Discovery by Chernoff and Students Challenges a Tenet of Evolutionary Biology

Lauren RubensteinSeptember 28, 20207min
Barry Chernoff and students in University of Michigan lab
Barry Chernoff and students in his Tropical Ecology course conducted research at the University of Michigan Museum of Zoology, where they discovered two new species of fish that challenged an expectation from evolutionary theory.

As organisms evolve over time, changes in size—both miniaturization and gigantism—are a major theme. In fish, which are the specialty of Barry Chernoff, the Robert Schumann Professor of Environmental Studies, Professor of Biology and of Earth & Environmental Sciences, miniaturization happens in many lineages, though it’s not very common. Evolutionary biology has long held that this miniaturization is often accompanied by developmental simplification or paedomorphisis (becoming sexually mature while appearing juvenile-like).

chernoffLast March, just before the pandemic began, Chernoff and students in his Tropical Ecology course (ENVS/Bio/E&ES 306) took a trip to the University of Michigan in Ann Arbor, Mich., which is home to one of the largest scientific collections of natural history objects, or specimens, and allows visitors to work with their collections. There, they discovered two new species of fish from the tropics—one from Honduras and one from Colombia. In these new species, the data demonstrated the opposite of expectations from evolutionary theory: that miniaturization occurred with developmental acceleration. That is, the miniatures achieve adult morphology in a shorter period of time by accelerating the transformation from juvenile morphologies to adult morphologies.

Chernoff and his colleague and students have published their findings in ZOOTAXA, the top-ranked journal for species new to science and systemic revisions, edited by a curator of fishes at the American Museum of Natural History. The co-authors are Antonio Machado-Allison, research fellow in the College of the Environment, Jennifer Escobedo ’20, Michael Freiburger ’21, Elijah Henderson ’23, Andrew Hennessy ’21, Grace Kohn ’22, grad student Nola Neri, Aashni Parikh ’22, Sophie Scobell ’22, Benjamin Silverstone ’22, and Emily Young ’22.

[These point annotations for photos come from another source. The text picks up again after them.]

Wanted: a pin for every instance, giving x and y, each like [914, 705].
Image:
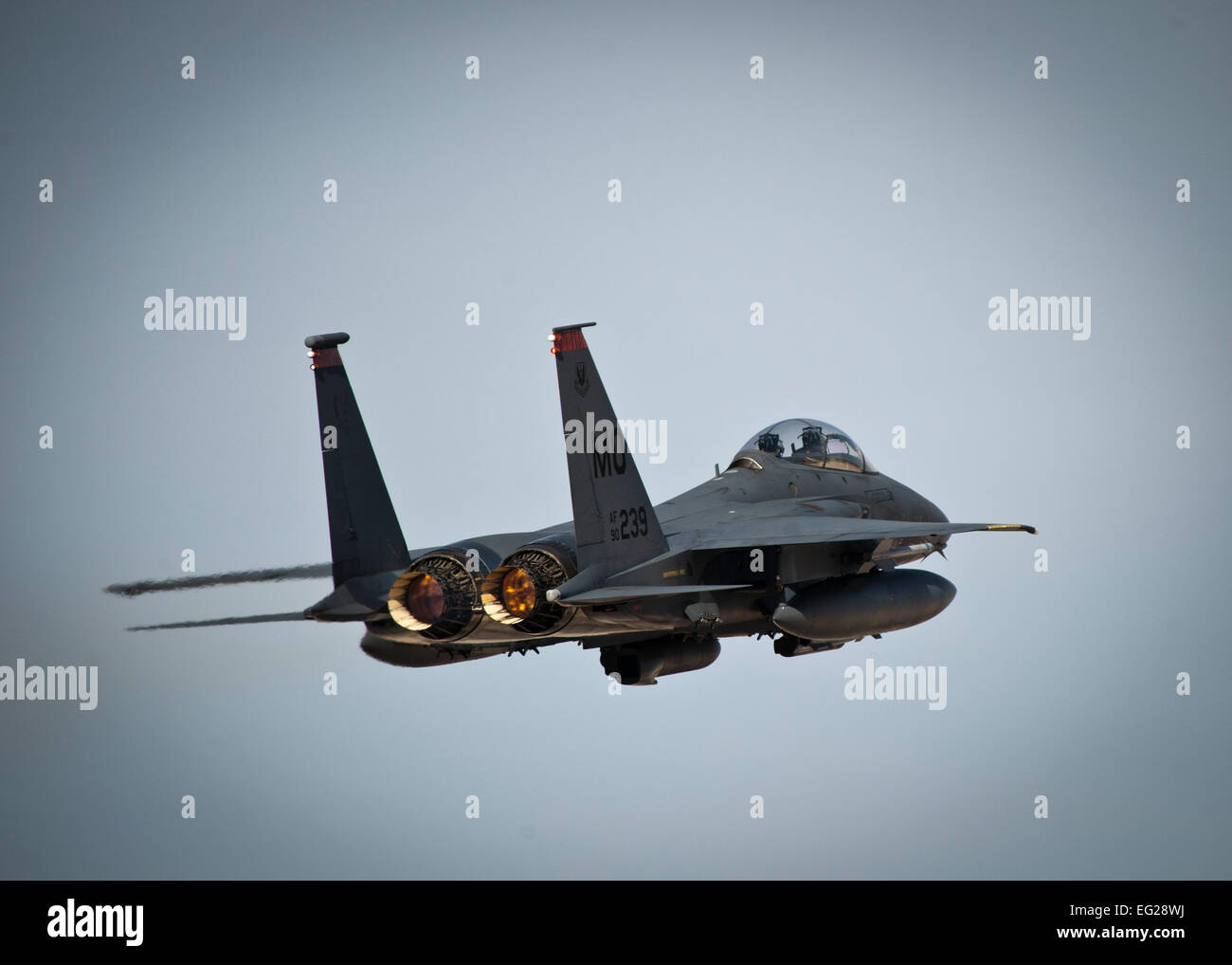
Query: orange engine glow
[517, 593]
[426, 599]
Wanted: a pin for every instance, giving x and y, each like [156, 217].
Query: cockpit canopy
[807, 442]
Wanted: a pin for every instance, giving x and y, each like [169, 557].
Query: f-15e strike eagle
[800, 537]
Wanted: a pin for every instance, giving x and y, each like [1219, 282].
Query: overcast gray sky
[734, 191]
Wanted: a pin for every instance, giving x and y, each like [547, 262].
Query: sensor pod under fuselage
[853, 607]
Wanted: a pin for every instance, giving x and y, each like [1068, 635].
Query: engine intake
[438, 596]
[516, 593]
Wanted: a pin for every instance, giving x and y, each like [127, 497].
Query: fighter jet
[799, 538]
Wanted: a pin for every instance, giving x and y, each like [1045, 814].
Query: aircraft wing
[788, 532]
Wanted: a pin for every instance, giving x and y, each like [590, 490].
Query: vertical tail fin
[612, 518]
[364, 533]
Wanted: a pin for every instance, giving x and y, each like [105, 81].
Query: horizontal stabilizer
[623, 594]
[311, 571]
[228, 621]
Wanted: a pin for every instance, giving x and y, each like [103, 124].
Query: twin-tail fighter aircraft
[800, 537]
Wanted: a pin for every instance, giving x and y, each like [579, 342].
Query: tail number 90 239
[627, 524]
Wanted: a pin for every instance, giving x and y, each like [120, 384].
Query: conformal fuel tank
[853, 607]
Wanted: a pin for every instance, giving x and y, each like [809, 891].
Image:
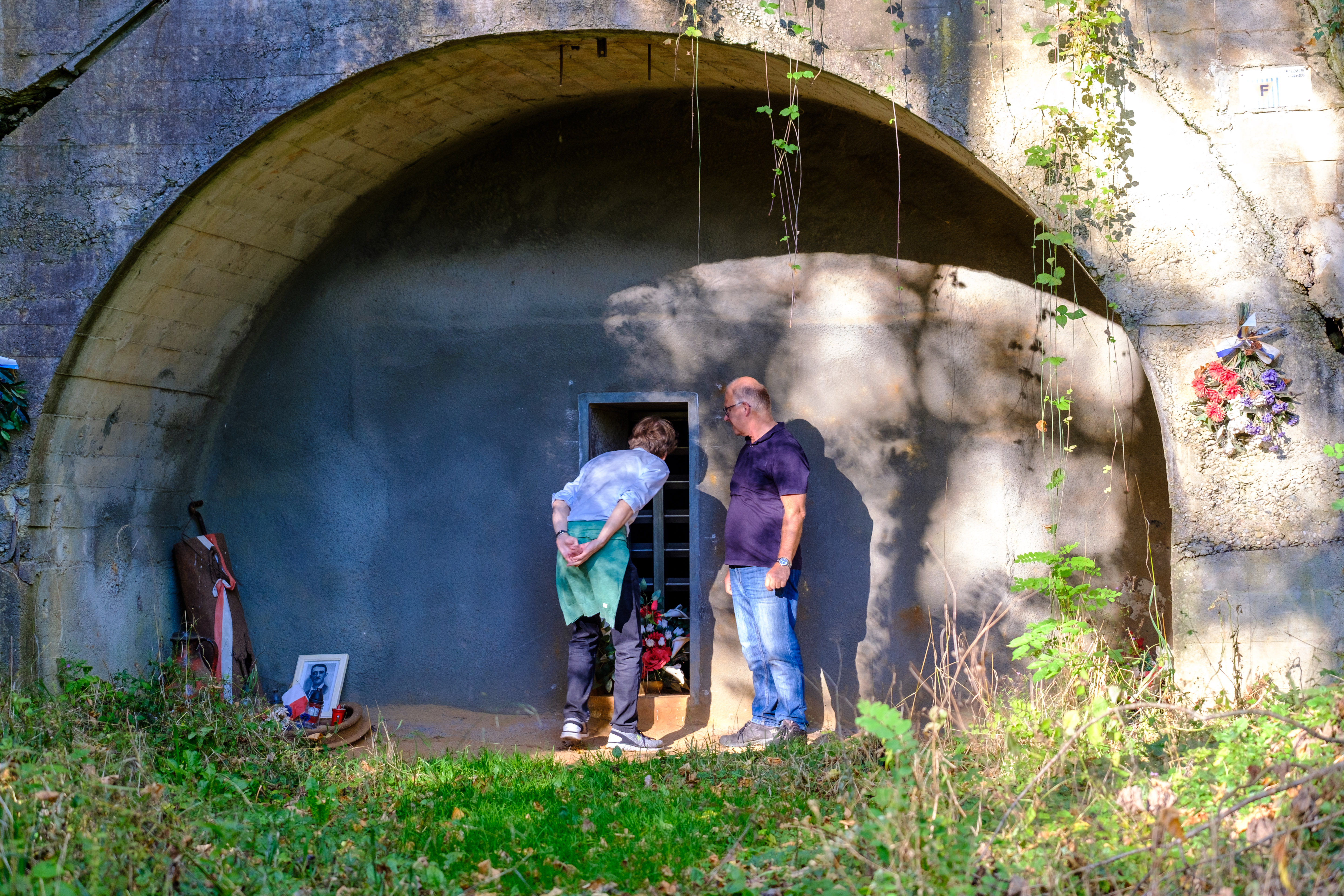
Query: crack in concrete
[1252, 203]
[18, 105]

Chernoff is also chair of the Environmental Studies Program and director of the College of the Environment.

Chernoff explained that scientists believe there may be multiple evolutionary purposes for miniaturization, each specific to a species or lineage of species. Some possible reasons include that miniaturization allows organisms to fit into smaller habitats, to feed on smaller-sized prey, to avoid predation (i.e., being smaller may be energetically less interesting to predators), and to become fertile and reproductive more quickly, though the number of potential offspring will be reduced.

Miniaturization is commonly understood to occur through paedomorphosis, which is when the juvenile form of an animal develops the ability to reproduce at a much smaller size and at an earlier age. In this case, the miniature looks similar to the juvenile or even larval forms of normal-sized species.

Another way that miniaturization occurs, which has only been reported a few times in the past, is when the species becomes fertile at a small size but it has the morphology of adults of normal-sized species. This occurs by speeding up the transformation of all the internal systems, including the reproductive organs. Thus, the miniatures mature at smaller sizes and look like tiny adults.

To illustrate, Chernoff said, “Imagine if we took a photo of you as a baby and a photo of you now. Let’s shrink your image in the adult photo to the size of you as a toddler. We would have no problem identifying the toddler you from the adult you. Babies and juveniles have different body proportions than adults—just think about what makes babies cute: they have very large eyes compared to the size of their heads, better known as the ‘Bambi effect.’ Now, let’s consider your adult image at the size of a toddler—you have the adult body shapes and lengths (head size, arm lengths, etc.). So if you had those shapes at the size of a toddler, then your system would have had to accelerate the development of all the parts relative to you getting taller.”

Chernoff first published on this effect in a book he co-authored in 1985. The new species he and his students discovered provide an important test of how size change is accomplished during the evolutionary history of lineages of organisms.  Chernoff believes these results can be general and will be discovered in other species. The publication by Chernoff and his students is also important because it adds to our knowledge of biodiversity of coastal habitats in the New World tropics.